Que Paul Splingaerd ait eu des opposants, surtout parmi les chinois, n'est pas exclu par contre,. Il y a de nombreuses raisons dont la principale est sans doute le fait que Paul était un étranger et qu'il était chrétien. Et que malgré ces éléments certains, il était un personnage considéré et connus des dirigeants chinois et qu'il portait haut ses attributs de mandarin de haut niveau civil et militaire, se promenant en baldaquin précédé de son parasol de parade, fréquentant la cour du Vice-roi et du gouverneur. Cela devait entraîner des envies et des jalousies parmi les chinois eux-mêmes.
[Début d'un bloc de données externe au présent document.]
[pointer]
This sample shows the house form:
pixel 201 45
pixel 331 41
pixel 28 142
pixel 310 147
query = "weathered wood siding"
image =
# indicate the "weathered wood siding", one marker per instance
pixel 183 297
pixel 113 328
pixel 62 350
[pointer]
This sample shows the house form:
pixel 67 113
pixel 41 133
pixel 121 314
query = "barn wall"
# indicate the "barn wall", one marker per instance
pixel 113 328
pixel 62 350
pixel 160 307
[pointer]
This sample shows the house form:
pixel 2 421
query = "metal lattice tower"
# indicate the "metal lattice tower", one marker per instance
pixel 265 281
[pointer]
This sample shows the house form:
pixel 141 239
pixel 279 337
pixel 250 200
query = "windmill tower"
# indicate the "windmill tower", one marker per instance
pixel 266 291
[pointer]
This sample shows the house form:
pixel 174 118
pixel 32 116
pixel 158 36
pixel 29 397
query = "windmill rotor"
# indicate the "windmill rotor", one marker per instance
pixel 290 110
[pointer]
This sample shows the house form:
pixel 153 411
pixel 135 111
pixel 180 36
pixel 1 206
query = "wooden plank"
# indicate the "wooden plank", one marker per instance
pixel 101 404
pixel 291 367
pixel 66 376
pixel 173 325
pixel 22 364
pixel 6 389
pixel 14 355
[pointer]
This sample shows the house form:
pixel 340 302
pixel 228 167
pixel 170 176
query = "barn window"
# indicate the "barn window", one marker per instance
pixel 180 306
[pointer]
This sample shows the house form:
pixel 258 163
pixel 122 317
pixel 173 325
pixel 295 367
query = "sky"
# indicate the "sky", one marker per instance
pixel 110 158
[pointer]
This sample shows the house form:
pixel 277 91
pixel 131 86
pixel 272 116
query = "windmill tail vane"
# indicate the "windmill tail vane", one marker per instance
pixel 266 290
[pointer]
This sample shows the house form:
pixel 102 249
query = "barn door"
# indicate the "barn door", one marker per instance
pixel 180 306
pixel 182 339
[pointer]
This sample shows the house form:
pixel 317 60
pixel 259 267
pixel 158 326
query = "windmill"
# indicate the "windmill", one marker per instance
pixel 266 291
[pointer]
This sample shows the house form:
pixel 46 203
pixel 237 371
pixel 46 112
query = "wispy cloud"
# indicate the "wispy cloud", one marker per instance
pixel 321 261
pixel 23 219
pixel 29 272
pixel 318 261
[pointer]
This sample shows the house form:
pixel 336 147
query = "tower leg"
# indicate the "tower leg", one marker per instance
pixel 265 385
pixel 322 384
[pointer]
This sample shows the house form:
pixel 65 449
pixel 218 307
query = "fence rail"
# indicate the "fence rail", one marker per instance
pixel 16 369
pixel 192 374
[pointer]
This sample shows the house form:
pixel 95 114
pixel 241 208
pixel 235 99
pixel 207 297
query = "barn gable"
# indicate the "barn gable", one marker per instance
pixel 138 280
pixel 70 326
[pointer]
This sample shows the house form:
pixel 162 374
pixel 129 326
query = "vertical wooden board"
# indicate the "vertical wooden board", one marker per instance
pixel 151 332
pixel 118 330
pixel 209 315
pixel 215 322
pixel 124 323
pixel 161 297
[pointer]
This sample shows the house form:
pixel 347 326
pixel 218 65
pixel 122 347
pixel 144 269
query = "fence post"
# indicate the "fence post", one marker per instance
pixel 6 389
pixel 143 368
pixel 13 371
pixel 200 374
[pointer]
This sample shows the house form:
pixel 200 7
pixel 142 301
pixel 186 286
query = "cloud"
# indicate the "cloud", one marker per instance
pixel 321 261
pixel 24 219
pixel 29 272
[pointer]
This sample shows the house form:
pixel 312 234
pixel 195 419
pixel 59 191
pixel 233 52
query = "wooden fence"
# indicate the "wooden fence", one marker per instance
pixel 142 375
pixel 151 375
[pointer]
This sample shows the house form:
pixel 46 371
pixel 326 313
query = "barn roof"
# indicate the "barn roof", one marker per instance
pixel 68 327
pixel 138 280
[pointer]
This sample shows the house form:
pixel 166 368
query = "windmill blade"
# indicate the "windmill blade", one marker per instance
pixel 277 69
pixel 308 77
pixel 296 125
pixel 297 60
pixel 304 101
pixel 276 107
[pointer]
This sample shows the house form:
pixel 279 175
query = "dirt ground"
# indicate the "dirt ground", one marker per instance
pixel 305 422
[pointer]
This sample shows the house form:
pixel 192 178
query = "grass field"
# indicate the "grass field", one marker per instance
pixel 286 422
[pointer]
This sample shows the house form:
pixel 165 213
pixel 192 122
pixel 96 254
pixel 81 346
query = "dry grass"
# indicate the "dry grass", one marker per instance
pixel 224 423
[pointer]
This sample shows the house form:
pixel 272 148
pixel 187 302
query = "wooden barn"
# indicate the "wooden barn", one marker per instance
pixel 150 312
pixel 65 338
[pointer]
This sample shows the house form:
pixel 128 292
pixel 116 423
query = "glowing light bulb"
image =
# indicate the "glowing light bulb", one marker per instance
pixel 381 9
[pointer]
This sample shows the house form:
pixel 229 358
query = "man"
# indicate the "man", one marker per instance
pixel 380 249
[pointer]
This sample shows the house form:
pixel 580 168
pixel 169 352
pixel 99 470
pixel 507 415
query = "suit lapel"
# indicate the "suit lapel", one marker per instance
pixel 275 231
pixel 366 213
Les missions de Paul comme conseiller à la Cour restent relativement imprécises malgré les quelques éléments connus. On ignore si sa position comme fonctionnaire était vraiment une position privilégiée ou s'il était simplement dans une position ordinaire. Il faut tenir compte que Lanzhou était une ville importante à cette époque comme aujourd'hui. Elle était la capitale de la grande province du Gansu. Elle était le siège du gouvernement provincial du Gansu mais également du Shaanxi. Il y avait donc du temps de Paul, non pas quelques fonctionnaires à Lanzhou mais des centaines, voire des milliers. La place exacte que Splingaerd occupait parmi ces fonctionnaires de l'Empire est et restera toujours imprécise. Mais c'est vrai qu'il n'est pas impossible qu'il y ait eu un climat de jalousie autour de Paul.

("Anyone who spreads bad rumors about Paul Splingaerd are on the side of his enemies "). Les gens qui aujourd'hui tentent de reconstituer l'histoire de Paul et de Catherine ne sont certainement pas leurs ennemis. La vérité est parfois contrariante mais celui qui la cherche n'est pas pour autant un ennemi. C'est vrai qu'il faut être prudent lorsque l'on a un auditoire mais lorsque l'on veut contrarier un auteur, il faut pouvoir apporter des éléments plus probants que de simples histoires.